Luke Benstead

Personal information
- Date of birth: 19 October 1989
- Place of birth: Jersey

Managerial career
- Years: Team
- 2009–2010: Tranmere Rovers (youth)
- 2010–2012: Everton (youth)
- 2013–2017: Everton (analyst)
- 2017–2018: Manchester United (analyst)
- 2018–2025: Belgium (assistant)
- 2022–2023: Zulte Waregem (youth)
- 2026–: Scotland (assistant)

= Luke Benstead =

Jersey football manager (born 1989)

Luke Benstead (born 19 October 1989) is a Jersey football manager who is an assistant coach for the Scotland national football team.

==Early life==
Benstead was born on 19 October 1989 in Jersey, the son of Jersey footballer Alan Benstead. As a child, he attended De La Salle College on the island. After graduating from De La Salle College, he left for Liverpool, England to study sports science, pursuing a master's degree.

==Career==
In 2009, Benstead was appointed as a youth manager for English side Tranmere Rovers. One year later, he was appointed as a youth manager for English Premier League side Everton, and by 2013 was working as an analyst for the club. In 2017, he was appointed as an analyst for English Premier League side Manchester United. During his stay with the club, he worked under Portuguese manager José Mourinho and helped them achieve second place in the league and reach the 2018 FA Cup final.

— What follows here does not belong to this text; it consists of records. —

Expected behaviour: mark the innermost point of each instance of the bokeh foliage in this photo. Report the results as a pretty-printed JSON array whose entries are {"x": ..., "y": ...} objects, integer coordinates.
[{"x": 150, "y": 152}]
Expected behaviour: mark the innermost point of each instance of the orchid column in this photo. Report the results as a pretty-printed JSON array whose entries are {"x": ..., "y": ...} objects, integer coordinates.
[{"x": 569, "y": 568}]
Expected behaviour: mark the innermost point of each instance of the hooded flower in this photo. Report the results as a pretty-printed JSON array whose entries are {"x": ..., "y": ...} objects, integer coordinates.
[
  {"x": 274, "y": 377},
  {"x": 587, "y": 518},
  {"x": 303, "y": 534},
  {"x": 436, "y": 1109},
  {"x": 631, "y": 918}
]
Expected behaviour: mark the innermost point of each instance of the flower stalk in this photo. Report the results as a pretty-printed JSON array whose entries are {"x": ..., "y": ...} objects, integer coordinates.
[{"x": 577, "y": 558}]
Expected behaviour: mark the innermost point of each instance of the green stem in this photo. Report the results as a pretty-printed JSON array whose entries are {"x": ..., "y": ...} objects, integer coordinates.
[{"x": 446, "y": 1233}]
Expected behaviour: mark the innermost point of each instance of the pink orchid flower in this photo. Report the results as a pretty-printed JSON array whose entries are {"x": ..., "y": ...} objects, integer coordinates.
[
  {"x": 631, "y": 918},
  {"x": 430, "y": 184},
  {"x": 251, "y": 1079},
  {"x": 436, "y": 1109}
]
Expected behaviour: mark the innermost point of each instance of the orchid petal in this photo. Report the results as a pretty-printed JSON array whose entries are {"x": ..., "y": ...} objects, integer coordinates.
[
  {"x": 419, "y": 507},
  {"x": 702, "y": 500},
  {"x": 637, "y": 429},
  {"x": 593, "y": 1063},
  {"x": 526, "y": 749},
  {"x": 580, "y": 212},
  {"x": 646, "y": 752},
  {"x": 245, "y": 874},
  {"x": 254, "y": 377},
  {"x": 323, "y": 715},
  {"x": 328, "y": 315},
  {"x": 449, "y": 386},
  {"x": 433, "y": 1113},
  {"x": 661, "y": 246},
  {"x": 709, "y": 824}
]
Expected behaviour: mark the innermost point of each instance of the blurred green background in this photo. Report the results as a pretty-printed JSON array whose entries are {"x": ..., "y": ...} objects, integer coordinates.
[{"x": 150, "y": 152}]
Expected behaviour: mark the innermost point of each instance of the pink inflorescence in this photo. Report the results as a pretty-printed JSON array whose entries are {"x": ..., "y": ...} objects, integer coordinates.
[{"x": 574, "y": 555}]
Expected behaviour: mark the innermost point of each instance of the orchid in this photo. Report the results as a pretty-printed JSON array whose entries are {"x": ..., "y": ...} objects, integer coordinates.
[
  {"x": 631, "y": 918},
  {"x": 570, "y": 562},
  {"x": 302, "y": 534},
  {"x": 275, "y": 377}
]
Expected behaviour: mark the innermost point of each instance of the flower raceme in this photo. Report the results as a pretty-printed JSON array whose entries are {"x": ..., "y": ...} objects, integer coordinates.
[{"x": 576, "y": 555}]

In 2018, he was appointed as an assistant manager of the Belgium national football team. While working for the team, he was described by Belgian magazine Knack as "the most important man in Belgian football you've never heard of" and a "key figure in the 'technical team' of Belgian football". In 2022, he was appointed as a youth manager of Belgian side Zulte Waregem.

In September 2026, newly-appointed Scotland head coach Sebastian Pocognoli named him as assistant coach as part of his backroom team in a refreshed set up.